Sukmandaru Prihatmoko, Ketua Ikatan Ahli Geologi Indonesia (IAGI) menyatakan dukungan positifnya akan peningkatan APBN untuk mitigasi bencana. Dalam pernyataannya pada DW, ia menggarisbawahi hal yang harus diperhatikan. "Mitigasi harus dilakukan sejak pra-bencana sampai pasca-bencana. Bagian yang pra-bencana yang sangat perlu ditingkatkan karena ini akan meliputi penyiapan kapasitas masyarakat dalam menghadapi bencana. Banyak pihak harus dilibatkan," tandasnya.

Kurikulum sekolah

Untuk makin memantapkan kesiapan masyarakat dalam menghadapi bencana alam dan meminimalisasi jumlah korban, Presiden Jokowi juga menginginkan mitigasi bencana masuk ke dalam kurikulum sekolah.
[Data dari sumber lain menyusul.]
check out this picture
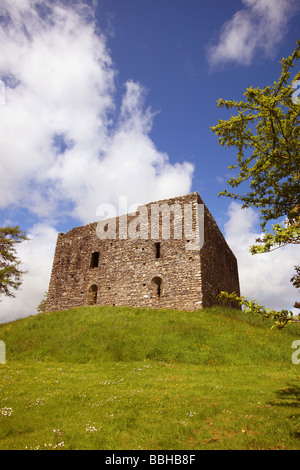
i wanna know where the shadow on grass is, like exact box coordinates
[275,385,300,408]
[275,385,300,440]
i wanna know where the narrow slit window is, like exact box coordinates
[90,251,99,268]
[155,242,161,259]
[157,282,161,298]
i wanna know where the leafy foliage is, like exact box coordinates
[36,292,48,314]
[211,42,300,316]
[218,291,299,330]
[211,40,300,235]
[0,226,28,299]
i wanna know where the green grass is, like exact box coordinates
[0,305,299,450]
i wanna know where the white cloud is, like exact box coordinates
[225,202,299,311]
[207,0,299,67]
[0,0,194,322]
[0,0,193,224]
[0,224,58,324]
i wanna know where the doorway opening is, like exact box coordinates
[151,276,162,298]
[88,284,98,305]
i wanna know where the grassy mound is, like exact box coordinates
[0,305,299,450]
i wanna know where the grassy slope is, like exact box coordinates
[0,305,299,450]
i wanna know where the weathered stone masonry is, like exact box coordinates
[46,192,240,312]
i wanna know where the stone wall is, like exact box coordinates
[200,202,240,307]
[46,192,240,312]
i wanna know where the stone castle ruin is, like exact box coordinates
[46,192,240,312]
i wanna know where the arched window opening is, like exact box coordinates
[151,276,162,299]
[88,284,98,305]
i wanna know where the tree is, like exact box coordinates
[217,291,298,330]
[37,292,48,314]
[0,226,28,299]
[211,41,300,327]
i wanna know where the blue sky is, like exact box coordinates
[98,0,300,224]
[0,0,299,322]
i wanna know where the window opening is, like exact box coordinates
[90,251,99,268]
[155,242,161,259]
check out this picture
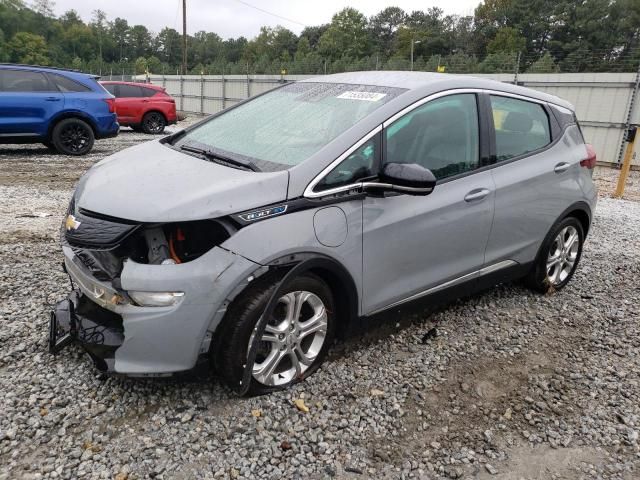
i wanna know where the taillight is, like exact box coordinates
[104,98,116,113]
[580,144,597,169]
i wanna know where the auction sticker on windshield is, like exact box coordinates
[337,91,388,102]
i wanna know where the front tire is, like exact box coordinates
[215,273,335,396]
[51,118,94,156]
[525,217,584,293]
[141,112,166,134]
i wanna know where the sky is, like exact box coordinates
[51,0,481,39]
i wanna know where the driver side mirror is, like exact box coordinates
[365,162,436,196]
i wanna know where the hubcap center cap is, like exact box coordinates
[285,332,296,348]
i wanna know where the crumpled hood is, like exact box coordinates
[75,140,289,223]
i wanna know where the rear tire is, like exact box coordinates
[51,118,94,156]
[525,217,584,293]
[141,112,166,134]
[214,273,335,396]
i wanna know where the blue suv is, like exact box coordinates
[0,64,119,155]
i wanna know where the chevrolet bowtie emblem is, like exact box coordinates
[65,214,81,231]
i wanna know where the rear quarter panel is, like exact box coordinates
[485,125,593,266]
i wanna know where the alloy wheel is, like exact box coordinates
[546,225,580,286]
[59,124,90,153]
[249,291,328,386]
[144,113,164,134]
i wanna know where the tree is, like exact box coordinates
[60,9,82,27]
[299,24,329,50]
[295,36,311,60]
[487,26,526,54]
[32,0,54,17]
[135,56,148,74]
[62,23,95,59]
[130,25,152,59]
[146,55,162,73]
[318,8,371,60]
[191,31,222,66]
[528,52,559,72]
[91,9,107,63]
[8,31,49,64]
[245,26,297,63]
[369,7,406,57]
[0,27,9,61]
[110,17,130,62]
[156,27,181,66]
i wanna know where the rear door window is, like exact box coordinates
[102,84,116,95]
[0,69,53,92]
[117,84,144,98]
[141,87,158,97]
[49,74,91,92]
[490,96,551,161]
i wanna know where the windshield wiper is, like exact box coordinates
[179,144,260,172]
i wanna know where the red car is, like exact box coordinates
[100,81,177,134]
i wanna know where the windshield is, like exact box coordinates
[174,82,405,171]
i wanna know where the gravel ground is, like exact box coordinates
[1,125,639,480]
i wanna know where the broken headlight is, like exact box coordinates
[128,291,185,307]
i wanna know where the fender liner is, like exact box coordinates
[233,254,358,395]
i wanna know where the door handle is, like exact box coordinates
[45,97,61,102]
[554,162,571,173]
[464,188,491,202]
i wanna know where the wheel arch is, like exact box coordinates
[47,111,98,140]
[260,253,359,336]
[560,200,592,237]
[143,109,168,122]
[532,200,592,265]
[214,252,359,342]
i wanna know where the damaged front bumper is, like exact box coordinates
[50,243,260,375]
[49,290,124,372]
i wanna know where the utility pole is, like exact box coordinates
[411,38,421,71]
[182,0,187,75]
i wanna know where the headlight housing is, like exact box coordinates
[128,291,184,307]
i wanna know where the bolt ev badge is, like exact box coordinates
[65,214,81,231]
[238,205,287,222]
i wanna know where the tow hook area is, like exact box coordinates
[49,290,125,372]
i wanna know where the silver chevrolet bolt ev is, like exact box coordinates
[50,72,597,395]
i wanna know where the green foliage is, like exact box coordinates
[318,8,371,61]
[527,52,559,72]
[8,31,49,64]
[0,0,637,75]
[487,27,525,54]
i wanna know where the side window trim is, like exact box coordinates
[478,93,496,166]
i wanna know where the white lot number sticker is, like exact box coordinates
[337,91,387,102]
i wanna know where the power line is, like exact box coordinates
[228,0,306,27]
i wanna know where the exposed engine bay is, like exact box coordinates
[64,206,235,281]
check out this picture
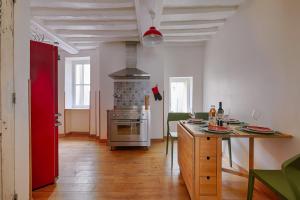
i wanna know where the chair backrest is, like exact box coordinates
[282,154,300,200]
[167,112,191,133]
[194,112,209,120]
"Saya juga minta agar edukasi kebencanaan ini betul-betul dikerjakan secara baik dan konsisten, dilakukan sejak dini dan masuk dalam muatan yang diajarkan dalam sistem pendidikan kita sehingga betul-betul kita siap dalam menghadapi setiap bencana yang ada," tandas Jokowi seperti dimuat dalam  situs resmi Kantor Staf Presiden.

Wacana kurikulum mitigasi bencana ini sebenarnya bukan kali pertama disampaikan Presiden ke publik. Ketika meninjau sejumlah lokasi terdampak tsunami Selat Sunda di Kabupaten Pandeglang, Banten, Presiden Jokowi juga sudah menyampaikan gagasan tersebut.

Baca juga: Pemerintah Didesak Bangun Sistem Peringatan Dini Tsunami

Sukmandaru juga menanggapi dengan positif tentang mitigasi bencana yang masuk ke kurikulum. "IAGI sudah mengusulkan ini sejak lama melalui berbagai saluran. Sangat bagus akhirnya Presiden merespon dengan positif. Usulan kami, program-program mitigasi ini dikenalkan dan diajarkan mulai dari tingkat SD dan dilakukan terus menerus."

Sebelumnya, pada Oktober 2018, Kepala Badan Penanggulangan Bencana dan Perlindungan Masyarakat (BPB Linmas) Kota Surabaya, Eddy Christijanto juga melemparkan usulan agar mitigasi bencana masuk dalam kurikulum.

"Kami ada keinginan ke sana. Kami akan kerja sama dengan perguruan tinggi negeri dan swasta yang ada di Kota Surabaya, terutama yang mempunyai konsentrasi terhadap kebencanaan," ucap Eddy kepada Kompas.com.

Seandainya mitigasi bencana memerlukan waktu yang lama untuk bisa diajarkan dalam mata pelajaran di sekolah, materi kebencanaan bisa diajarkan di program ekstrakurikuler. Yang penting, sambung dia, informasi terkait pencegahan bencana bisa sampai sejak dini kepada siswa.

Baca juga: Anak Krakatau "Setiap Saat" Bisa Longsor

2018 Tahun Terparah

Menurut rilis dari BNPB, jumlah korban meninggal dunia dan hilang akibat bencana pada tahun 2018 ini paling besar sejak lebih dari satu dasawarsa terakhir. Selama tahun 2018, terdapat banyak bencana yang menimbulkan korban jiwa dan kerugian cukup besar yaitu banjir bandang di Lampung Tengah pada 26/2/2018 yang menyebabkan 7 orang meninggal dunia.

Bencana longsor di Brebes, Jawa Tengah pada 22/2/2018 yang menyebabkan 11 orang meninggal dunia dan 7 orang hilang. Banjir bandang di Mandailing Natal pada 12/10/2018 menyebabkan 17 orang meninggal dunia dan 2 orang hilang. Gempa bumi beruntun di Lombok dan Sumbawa pada 29/7/2018, 5/8/2018 dan 19/8/2018 menyebabkan 564 orang meninggal dunia dan 445.343 orang mengungsi.

Bencana gempa bumi dan tsunami di Sulawesi Tengah pada 28/9/2018 menyebabkan 2.081 orang meninggal dunia, 1.309 orang hilang dan 206.219 orang mengungsi. Hingga Sabtu (5/1/2019) bencana tsunami Selat Sunda menyebabkan 437 orang meninggal dunia, 9.061 orang luka, 10 orang hilang dan 16.198 orang mengungsi.